The fuel is selected from the group consisting of liquid and gaseous fuels, such as natural gas (CH4), coke oven gas (COG), medium calorific value (MCV) fuel, integrated gasification combined cycle (IGCC) high hydrogen gasification gas, pure hydrogen, fuels containing fine particles of solid fuel such as coke dust, powdered or pulverized solid fuel in a gaseous stream (such as steam, nitrogen or air) to simulate a gaseous fuel, powdered or pulverized solid fuel in a liquid stream (such as water) to simulate a liquid fuel, or a pre-vaporized conventional liquid fuel.


The invention is capable of expression in many different forms.
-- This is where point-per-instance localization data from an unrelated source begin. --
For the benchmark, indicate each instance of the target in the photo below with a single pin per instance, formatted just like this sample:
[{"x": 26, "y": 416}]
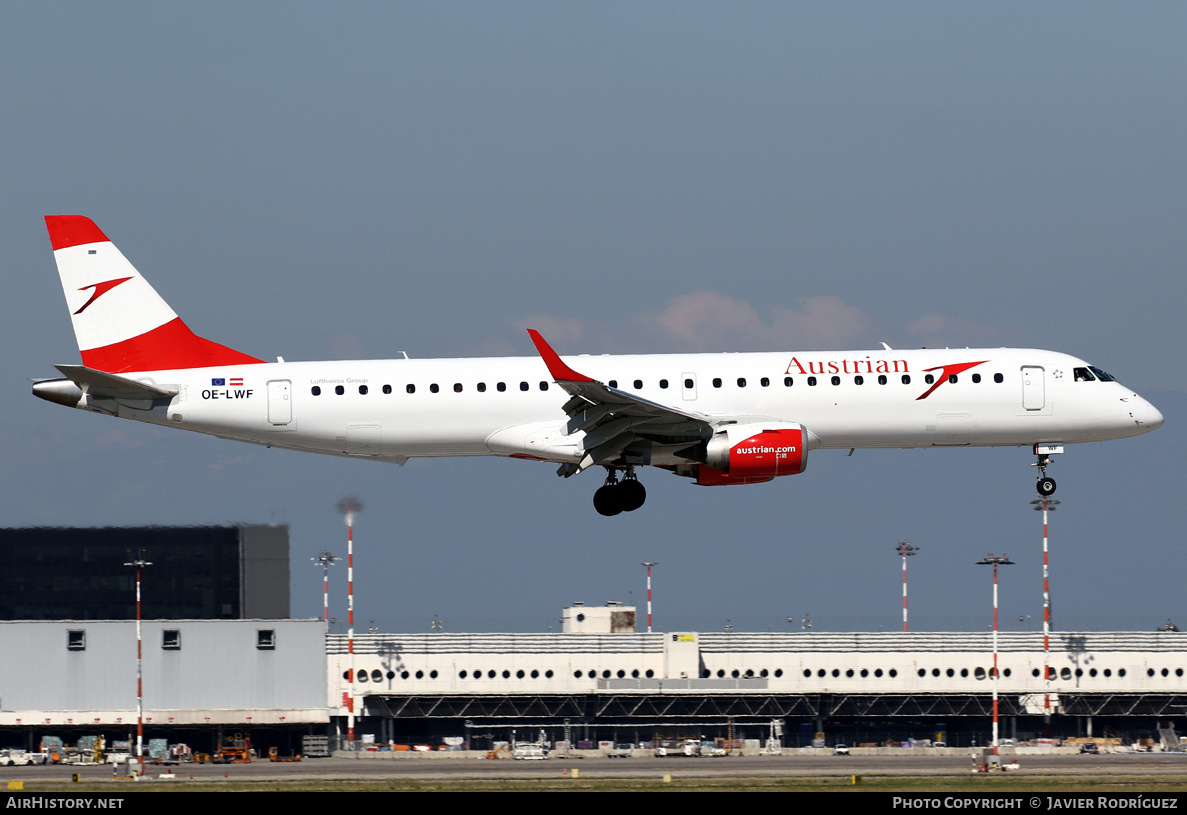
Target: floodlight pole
[
  {"x": 995, "y": 561},
  {"x": 327, "y": 559},
  {"x": 349, "y": 507},
  {"x": 1046, "y": 504},
  {"x": 139, "y": 564},
  {"x": 648, "y": 564},
  {"x": 905, "y": 549}
]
In a first, currently preferred embodiment, the burner comprises a circular air supply nozzle and a circular fuel supply nozzle nested concentrically within the air supply nozzle. In this embodiment, the following burner size relationships are believed to maximize combustion efficiency and reduce pollution relative to the prior art:

    • The ratio of the exit diameter of the air nozzle to the exit diameter of the fuel nozzle should be within the range of roughly 3 to 8, preferably 3.5 to 5.
    • Absolute sizes of the exit diameters of the fuel and air supply nozzles should be within the ranges of roughly


0.5 mm to 3.5 mm, preferably 1.0 mm to 3.0 mm, for the fuel nozzle,


4.0 mm to 11.0 mm, preferably 4.8 mm to 10.5 mm, for the air nozzle.


In view of the above small burner size, it will be necessary to assemble groups or matrices of such burners together in the combustion chamber in order to produce sufficient power for normal commercial processes. For example, an upstream wall of an annular combustion chamber in an industrial or aero gas turbine engine could have groups or matrices of such burners arranged around it. In such groups or matrices, the burners should be positioned sufficiently far apart to ensure that the small diffusion flame each burner produces does not merge to any significant extent with any of the flames produced by neighboring burners. In such an arrangement, a typical distance between the centres of adjacent fuel nozzles should be of the order of two to three times the diameter of the air nozzles.
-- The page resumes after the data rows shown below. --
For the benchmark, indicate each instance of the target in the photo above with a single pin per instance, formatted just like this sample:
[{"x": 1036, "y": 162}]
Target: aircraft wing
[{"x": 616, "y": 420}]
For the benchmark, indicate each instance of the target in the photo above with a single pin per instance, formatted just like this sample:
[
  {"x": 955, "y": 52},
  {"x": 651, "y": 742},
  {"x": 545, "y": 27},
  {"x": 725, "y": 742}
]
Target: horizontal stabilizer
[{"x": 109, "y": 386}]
In a second embodiment, the burner comprises an annular air supply nozzle and a circular row of circular fuel supply nozzles centrally located within the radial height of the air supply nozzle and angularly spaced apart from each other around the air supply nozzle. Although the term “annular” usually means circular or substantially circular, when used throughout this description and claims the term should be interpreted as broad enough to embrace other circuitous shapes such as elliptical, polygonal, rectangular, and the like.
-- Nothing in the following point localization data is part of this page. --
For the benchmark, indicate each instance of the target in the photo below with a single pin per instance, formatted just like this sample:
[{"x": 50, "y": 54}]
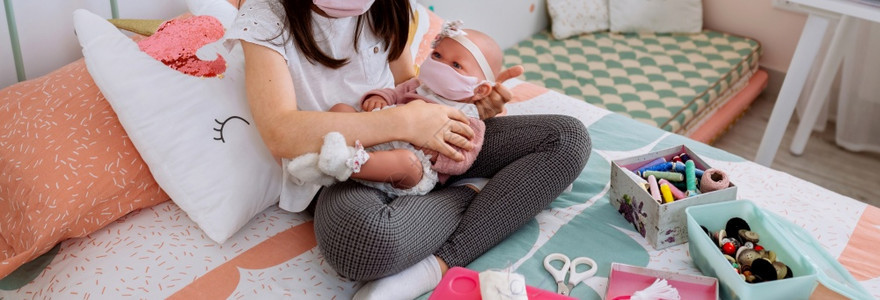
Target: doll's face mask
[
  {"x": 443, "y": 80},
  {"x": 344, "y": 8}
]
In this second embodiment, the radial height of the annular air supply nozzle must be sufficient to produce an annular air stream that enables the required cooling of the individual flames produced by the fuel supply nozzles. A radial height similar to the diameter of the circular air supply nozzle of the previous embodiment may be sufficient for this task. Such a burner would deliver the fuel streams into the combustion chamber as small diameter cores of fuel embedded in an annular air stream. The dimensions of the individual fuel supply nozzles within the annular air supply nozzle will be as for the previous embodiment, and the distance between neighboring fuel supply nozzles will also be the same. It will be evident that the amount of power such a burner can produce will be greater than a single burner of the preceding embodiment and will be determined by the diameter of the annular air supply nozzle and the number of fuel supply nozzles nested inside the annular air supply nozzle. In the context of gas turbine engine technology, such a burner could be particularly suitable for so-called “can” or “cannular” types of combustion chamber, in which each upstream wall of a combustion chamber is provided with one of the burners. Alternatively, a number of such burners could be equally spaced around the upstream wall of an annular combustion chamber.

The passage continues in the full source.